Bien qu’il ne soit pas très pratique d’avoir en permanence sur soi un kit de survie complet, Buddemeier recommande fortement de tout de même essayer d’avoir à proximité certains éléments (le but étant que le fait de préparer votre « kit » ne vous retarde pas trop lorsqu’il serait temps de vous mettre à l’abri).

Le premier élément étant « une radio », explique-t-il, et idéalement un port de chargement USB, qui puisse alimenter d’autres appareils. « Si vous avez un téléphone portable, cela ferait également l’affaire », continue-t-il.

Mais le physicien explique qu’il préfère une radio à un téléphone portable, car « parfois, les antennes des réseaux mobiles peuvent être affectées », soit par des pannes de courant, soit par une demande trop importante, ou encore par un effet invisible mais puissant des armes nucléaires appelé impulsion électromagnétique (IEM). 

Il s’agit d’une émission d’ondes électromagnétiques brève et de très forte amplitude, qui peut brouiller les télécommunications et également détruire de nombreux appareils électriques et électroniques (reliés au courant et non-protégés).

Posséder une radio est important car de ce fait vous pourrez recevoir des instructions d’urgence qui seront transmises. Il s’agit de l’une des manières les plus simples pour déterminer où les retombées les plus dangereuses ont atterri, savoir quand vous pourrez quitter votre abri et où se trouvent les routes les plus sûres pour quitter une zone de retombées.

Ensuite, Buddemeier explique que ce dont vous aurez besoin est de l’eau : idéalement 4 litres (ou plus) par personne et par jour.

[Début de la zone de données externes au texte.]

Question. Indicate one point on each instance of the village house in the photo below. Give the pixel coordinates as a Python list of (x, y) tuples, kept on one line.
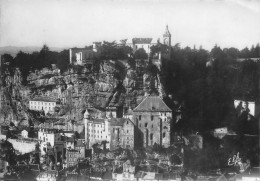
[(47, 138), (153, 117), (113, 132), (43, 104), (49, 175), (84, 56)]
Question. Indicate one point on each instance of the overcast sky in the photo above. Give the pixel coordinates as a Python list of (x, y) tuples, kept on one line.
[(70, 23)]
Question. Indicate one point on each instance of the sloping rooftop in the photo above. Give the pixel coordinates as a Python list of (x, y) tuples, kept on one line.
[(119, 121), (152, 104), (142, 40), (43, 99)]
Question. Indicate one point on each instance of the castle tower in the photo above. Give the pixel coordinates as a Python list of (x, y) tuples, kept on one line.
[(167, 37), (86, 120)]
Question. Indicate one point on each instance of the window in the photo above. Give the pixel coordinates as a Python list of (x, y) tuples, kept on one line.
[(151, 136), (164, 135)]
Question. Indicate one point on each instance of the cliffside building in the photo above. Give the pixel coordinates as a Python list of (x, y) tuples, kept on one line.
[(43, 104), (153, 117), (114, 132), (84, 56), (48, 138)]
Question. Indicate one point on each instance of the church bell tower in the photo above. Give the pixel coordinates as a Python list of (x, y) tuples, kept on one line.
[(167, 37)]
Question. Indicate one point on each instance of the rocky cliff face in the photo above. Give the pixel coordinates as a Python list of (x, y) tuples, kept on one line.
[(116, 84)]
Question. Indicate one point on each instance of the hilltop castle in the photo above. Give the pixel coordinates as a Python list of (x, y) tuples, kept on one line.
[(85, 56)]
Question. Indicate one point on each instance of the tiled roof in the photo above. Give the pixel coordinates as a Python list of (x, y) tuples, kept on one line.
[(152, 104), (119, 121), (142, 40), (107, 176), (43, 99)]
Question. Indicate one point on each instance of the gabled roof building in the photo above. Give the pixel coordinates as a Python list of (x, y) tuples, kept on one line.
[(153, 117)]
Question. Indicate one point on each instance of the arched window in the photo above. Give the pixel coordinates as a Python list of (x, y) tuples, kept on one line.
[(151, 136)]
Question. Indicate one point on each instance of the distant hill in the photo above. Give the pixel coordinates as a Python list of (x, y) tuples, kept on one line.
[(13, 50)]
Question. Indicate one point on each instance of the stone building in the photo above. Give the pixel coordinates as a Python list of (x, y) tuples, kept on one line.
[(113, 131), (74, 155), (48, 138), (84, 56), (153, 117), (43, 104)]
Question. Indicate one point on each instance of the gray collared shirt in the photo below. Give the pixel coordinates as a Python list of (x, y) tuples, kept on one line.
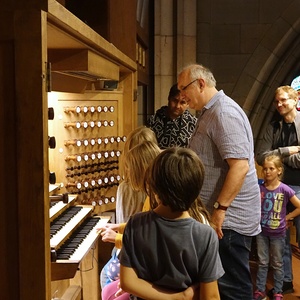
[(222, 132)]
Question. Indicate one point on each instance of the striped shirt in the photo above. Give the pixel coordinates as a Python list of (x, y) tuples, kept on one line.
[(222, 132)]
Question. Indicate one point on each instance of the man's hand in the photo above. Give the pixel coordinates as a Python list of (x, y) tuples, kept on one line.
[(108, 235), (217, 219)]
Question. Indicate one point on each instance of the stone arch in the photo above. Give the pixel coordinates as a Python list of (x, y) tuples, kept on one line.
[(275, 62)]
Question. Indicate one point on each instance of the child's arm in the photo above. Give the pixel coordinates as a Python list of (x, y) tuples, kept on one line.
[(130, 283), (296, 212), (209, 291)]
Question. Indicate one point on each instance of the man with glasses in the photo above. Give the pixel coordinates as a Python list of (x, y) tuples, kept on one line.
[(224, 142), (173, 124), (283, 138)]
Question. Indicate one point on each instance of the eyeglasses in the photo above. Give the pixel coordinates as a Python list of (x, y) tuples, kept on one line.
[(178, 101), (185, 87), (282, 101)]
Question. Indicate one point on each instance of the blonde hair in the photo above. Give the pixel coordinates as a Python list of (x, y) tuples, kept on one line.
[(137, 161), (276, 160), (197, 71), (135, 137)]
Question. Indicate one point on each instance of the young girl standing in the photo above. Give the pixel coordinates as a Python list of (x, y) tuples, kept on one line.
[(275, 196)]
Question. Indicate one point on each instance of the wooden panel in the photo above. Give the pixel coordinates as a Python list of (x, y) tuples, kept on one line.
[(32, 154), (83, 61)]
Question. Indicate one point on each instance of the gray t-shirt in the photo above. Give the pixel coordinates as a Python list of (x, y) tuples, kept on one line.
[(172, 254)]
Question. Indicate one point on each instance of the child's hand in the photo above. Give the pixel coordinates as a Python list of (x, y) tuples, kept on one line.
[(108, 235), (114, 227), (119, 291)]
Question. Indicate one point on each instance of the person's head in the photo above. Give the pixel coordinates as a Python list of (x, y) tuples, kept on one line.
[(176, 104), (136, 162), (176, 178), (197, 85), (272, 168), (135, 137), (286, 99)]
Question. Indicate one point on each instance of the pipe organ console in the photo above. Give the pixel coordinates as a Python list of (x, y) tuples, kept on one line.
[(85, 144)]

En plus de la boire, vous pourriez en avoir besoin afin de rincer les retombées radioactives après avoir enlevé vos vêtements. En effet, cela peut considérablement réduire votre exposition aux rayonnements. Puis, Buddemeier a déclaré : « Je voudrais probablement prendre un petit-déjeuner ou deux pour éviter d’avoir faim ». Après avoir mangé, Buddemeier suggère de prendre les médicaments essentiels, ou les traitements dont vous pourriez avoir besoin.

Buddemeier explique également qu’il existe un grand risque dans le fait d’essayer de rassembler trop de choses, car c’est durant les premières minutes et heures après l’explosion que le risque d’exposition aux retombées radioactives est le plus important, surtout à l’extérieur !

Il souligne également qu’il est inutile de se stresser pour prendre les pilules d’iodure de potassium directement après l’explosion, car elles ne sont pas très utiles durant les premières 48 heures suivant une détonation.

 « Beaucoup de personnes semblent penser que les pilules d’iodure de potassium sont une sorte de médicament anti-irradiation. Ce n’est pas le cas », informe Buddemeier. « Ils empêchent l’absorption de l’iode radioactif, qui est l’un des radionucléides, sur des milliers d’autres radionucléides existants », explique-t-il.

« L’iode radioactif représente… probablement seulement le 0,2% de l’exposition globale à laquelle vous feriez face si vous étiez à l’extérieur », ajoute-t-il, en expliquant que les pilules sont les plus utiles concernant les préoccupations à long terme au sujet de la contamination de l’approvisionnement alimentaire. 

« L’élément le plus important est l’arbi, et le fait de ne pas essayer à tout prix de trouver les pilules d’iodure de potassium, car le seul fait d’essayer de les trouver peut vous amener à perdre du temps, et vous exposer de manière bien plus élevée, pour n’avoir en contrepartie qu’une protection minime avec les pilules », explique Buddemeier.

« Nous ne pourrons sans doute pas faire grand-chose quant aux pertes dues au souffle lui-même (…) mais les accidents concernant les retombées sont tout à fait évitables », a-t-il déclaré. « Dans une grande ville, savoir ce qu’il faut faire après un événement comme celui-ci, peut littéralement sauver des centaines de milliers de personnes », ajoute-t-il.